Canada imposed targeted sanctions on individuals and entities in response to the Rohingya crisis and the 2021 military coup. Together, these sanctions put increased pressure on the military to initiate genuine and inclusive political dialogue to end the crisis. They also reinforced Canada’s call to all countries to suspend all operational support for Myanmar’s military and to cease the transfer of arms, material, dual-use equipment and technical assistance to Myanmar’s military and its representatives. Taken together, these measures hindered the military leadership’s ability to operate.

Strengthening the international response

Canada played a leadership role in coordinating and mobilizing international response efforts. We engaged in Dhaka, in Yangon, at the United Nations in New York and Geneva, and at the International Court of Justice in The Hague to address multiple aspects of the crisis.

We were active in bringing together like-minded countries at the UN through Canada’s 2018 G7 Presidency and in other multilateral institutions. At the 73rd UN General Assembly in September 2018, the Minister of Foreign Affairs hosted a ministerial-level meeting on the Rohingya crisis to discuss the humanitarian situation and accountability measures. That is when Canada launched the International Working Group, an informal grouping of 22 states that served as a platform to facilitate cooperation among UN offices and partners. It also served to advocate on key issues, such as accountability and humanitarian needs. The Minister of International Development also co-hosted a high-level round table on gender-responsive humanitarian action to focus international efforts on putting policy into action in the crisis.

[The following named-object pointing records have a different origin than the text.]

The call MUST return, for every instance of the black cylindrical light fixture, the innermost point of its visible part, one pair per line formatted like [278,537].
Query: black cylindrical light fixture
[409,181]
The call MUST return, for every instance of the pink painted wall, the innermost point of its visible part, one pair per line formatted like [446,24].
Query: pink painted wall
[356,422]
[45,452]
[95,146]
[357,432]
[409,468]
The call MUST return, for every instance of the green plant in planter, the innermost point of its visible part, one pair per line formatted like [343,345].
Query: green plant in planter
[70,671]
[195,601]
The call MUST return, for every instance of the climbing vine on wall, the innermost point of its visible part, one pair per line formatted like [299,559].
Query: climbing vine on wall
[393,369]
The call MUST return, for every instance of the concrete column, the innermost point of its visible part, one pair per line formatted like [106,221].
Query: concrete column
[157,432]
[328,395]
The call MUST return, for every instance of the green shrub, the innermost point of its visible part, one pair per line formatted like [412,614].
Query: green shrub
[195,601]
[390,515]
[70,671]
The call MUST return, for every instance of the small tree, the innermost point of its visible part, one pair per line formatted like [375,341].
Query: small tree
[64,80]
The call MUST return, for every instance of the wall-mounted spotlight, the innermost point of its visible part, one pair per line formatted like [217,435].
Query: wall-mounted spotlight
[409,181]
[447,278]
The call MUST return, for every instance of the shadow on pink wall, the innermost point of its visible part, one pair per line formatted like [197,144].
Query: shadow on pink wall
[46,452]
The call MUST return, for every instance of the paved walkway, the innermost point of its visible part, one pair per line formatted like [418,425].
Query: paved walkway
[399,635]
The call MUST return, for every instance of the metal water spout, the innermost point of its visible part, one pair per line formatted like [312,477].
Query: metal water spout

Canada also played a leading role in marshalling the international response for both Rohingya refugees and host communities in Bangladesh. Canada worked closely with the Government of Bangladesh, other donors and international and local organizations to ensure immediate needs were addressed, as well as those needs required to ensure a sustainable future for Rohingya in preparation for a return to Myanmar when it is safe to do so. In Myanmar, Canada actively engaged in supporting democratization and the peace process with the view that a peaceful, democratic, federal union was the most effective way to address the root causes of conflict in the country and in Rakhine State.

Canada’s former Special Envoy to Myanmar, the Honourable Bob Rae, engaged with key international partners in bilateral, regional and multilateral channels. In Bangladesh, he emphasized that education and livelihoods in the camps were essential. His advocacy at home and internationally demonstrated our global leadership and commitment to seek ways to build long-lasting peace and reconciliation in Myanmar.